Opa! These words were repeatedly said on KC and Richard’s movie “For The First Time”. I was with Jay [birthday celebrator], Kiko, and Jc then. I kept on thinking where I heard the word. It was only after all the closing credits were gone that Cyma entered my thoughts.

I had the 1st chance to experience the restaurant the last time we went to Bora. So for those who’re frequent to Boracay, Cyma Restaurant may already be familiar to you. It is a restaurant that specializes in Greek and Mediterranean dishes. I wasn’t actually the one who ordered for my food before so it still felt like my first time to dine here, so I was a bit wary when Z invited me to have dinner there, though excited at the same time to try new food.

The place was filled with diners and the atmosphere was bustling with chatter. We had to squeeze between groups of people. The air was contagious and soon my spirits lifted with the excitement akin to festival fever. Z has always been all-knowing on these spots so I made him do all the tasks.

I let him order as I was not about to pretend to be an expert on Greek cuisine. I just read the description of the items he was ordering just to make sure that there wasn’t something there that I did not like.

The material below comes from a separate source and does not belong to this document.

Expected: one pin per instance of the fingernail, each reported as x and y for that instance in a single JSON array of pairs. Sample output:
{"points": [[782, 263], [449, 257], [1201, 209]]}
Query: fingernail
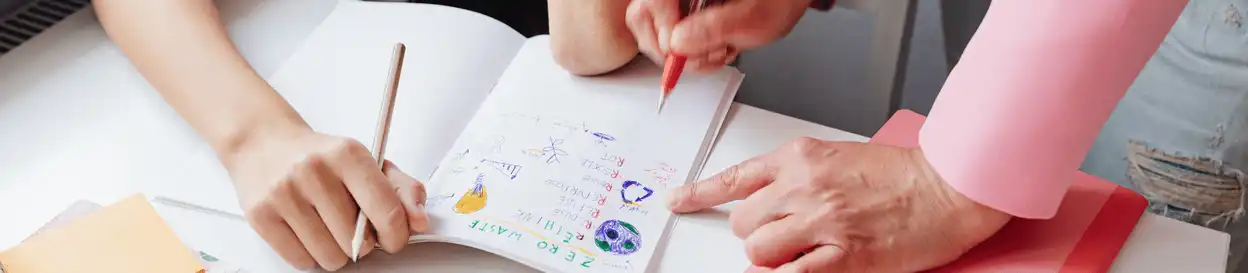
{"points": [[664, 39]]}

Saganaki - is – visually and audibly – the flagship dish of Cyma. It is a Greek cheese-based dish that is either fried or grilled. At Cyma it is served at your table with great grandeur by igniting it as all the servers shout “Opa!”. I was literally amazed. It wasn’t my first time there but it surely beats the usual “Happy Birthday” that is usually done in other places. The Saganaki was served with grilled bread that was a perfect partner with the fried greasy cheese appetizer.

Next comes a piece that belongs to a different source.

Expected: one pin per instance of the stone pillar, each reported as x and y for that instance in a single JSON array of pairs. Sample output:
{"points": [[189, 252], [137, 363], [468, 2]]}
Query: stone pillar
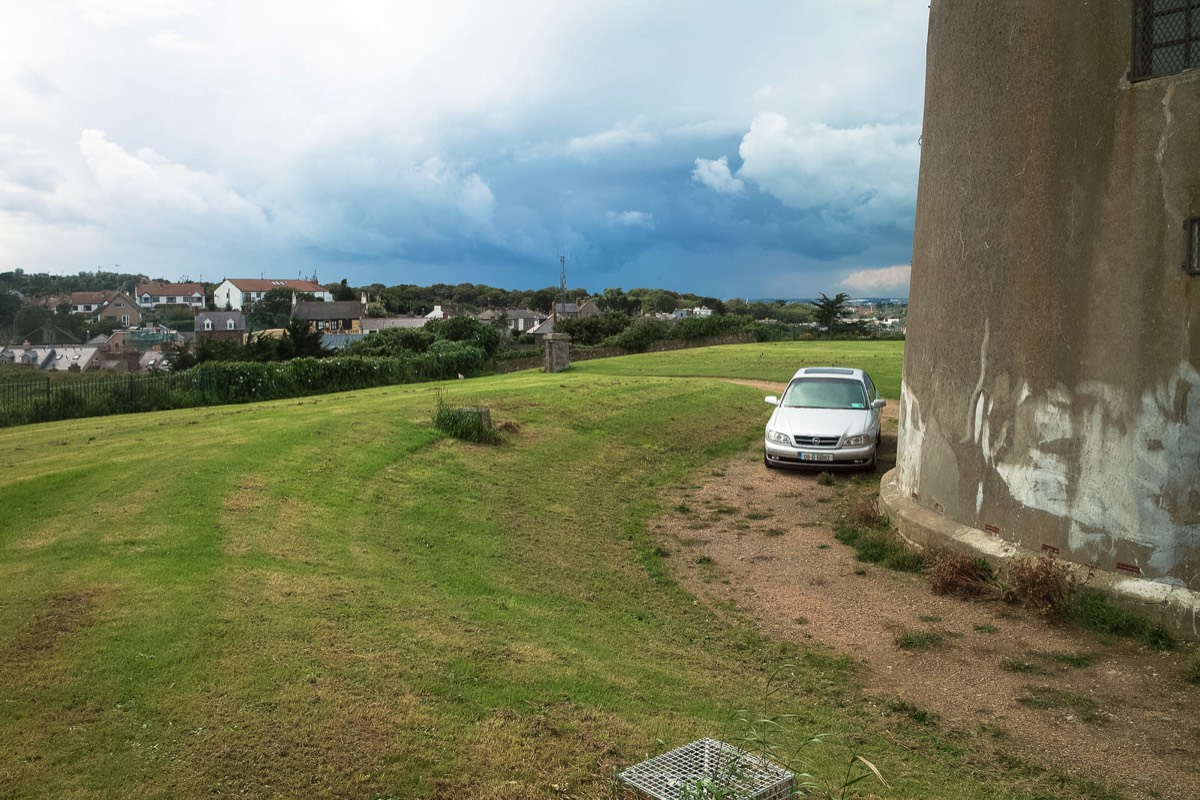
{"points": [[557, 355]]}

Another appetizer, the Dakos or Greek bruschetta, is a watercolor painting of sorts with the errant splotch of wild color. Little towers of bread hold aloft crowns of crushed olives and feta cheese while sitting in a pool of crushed tomatoes, capers, parsley, and olive oil. It’s a meze that has echoes of the Mediterranean.

Large in scale is the Pastitsio, a monstrous baked macaroni, although that term doesn’t do it justice. The Greek form of the Italian word, pasticcio, which means, among other things, hodgepodge, pastitsio is a tri-layer baked pasta dish. A bottom layer of tubular pasta bound with cheese and egg, it’s “piggy-backed” by a layer of ground meat mixed with tomato and cinnamon, and what I distinctly make out as nutmeg. Another layer of pasta, and then it’s topped with béchamel.

The Tonnos Salata is in itself, a salad buffet: mixed greens, feta, baked onions, roasted peppers, olives, marinated potatoes, green beans, and boiled eggs, it boasts of seared Ahi tuna and Gavros, homemade anchovies. Bathed in a summer herb vinaigrette, my family enjoys picking out their desired ingredients to make their own salad, instead of just scooping out large chunk-fulls and dumping it helter-skelter onto a plate. “We ordered the to-share portion for four people last time, and we were so bitin. So good is this salad that even this gigantic family portion is not enough for our party of 12.

My nephew is attracted to the Greek Burger made from Wagu [could this be a menu misspelling?] Brahman beef patties. It comes with peppered feta cheese and tzatziki sauce, a Greek yogurt condiment made from cucumbers and mint leaves. Ordered medium well, I find it tough since I usually like my meat medium rare. Despite the disparity in desired cooking times, the burger smacks of bovine glory with delightful spurts of salt from the feta. I’ll come back for this.

Cyma has an open kitchen and while the main ding room is packed and frenzied, and on a weekend at that, the kitchen maintains its own rhythm. Service is satisfactory, and our waiter, Cayo, is handling the onslaught of orders very well. I can’t complain. The noise level on the other hand, has my nerves on edge but hey, elegant tearoom this is not.

As much as I wanted to eat all of it, it’s just almost impossible because I’ve eaten so much already. And I felt guilty having to leave the plate half-eaten [as I’m used to eating everything placed on my plate] but it’s just physically impossible to stuff all of it in my stomach and expect that I could still in the next 20+ restaurants.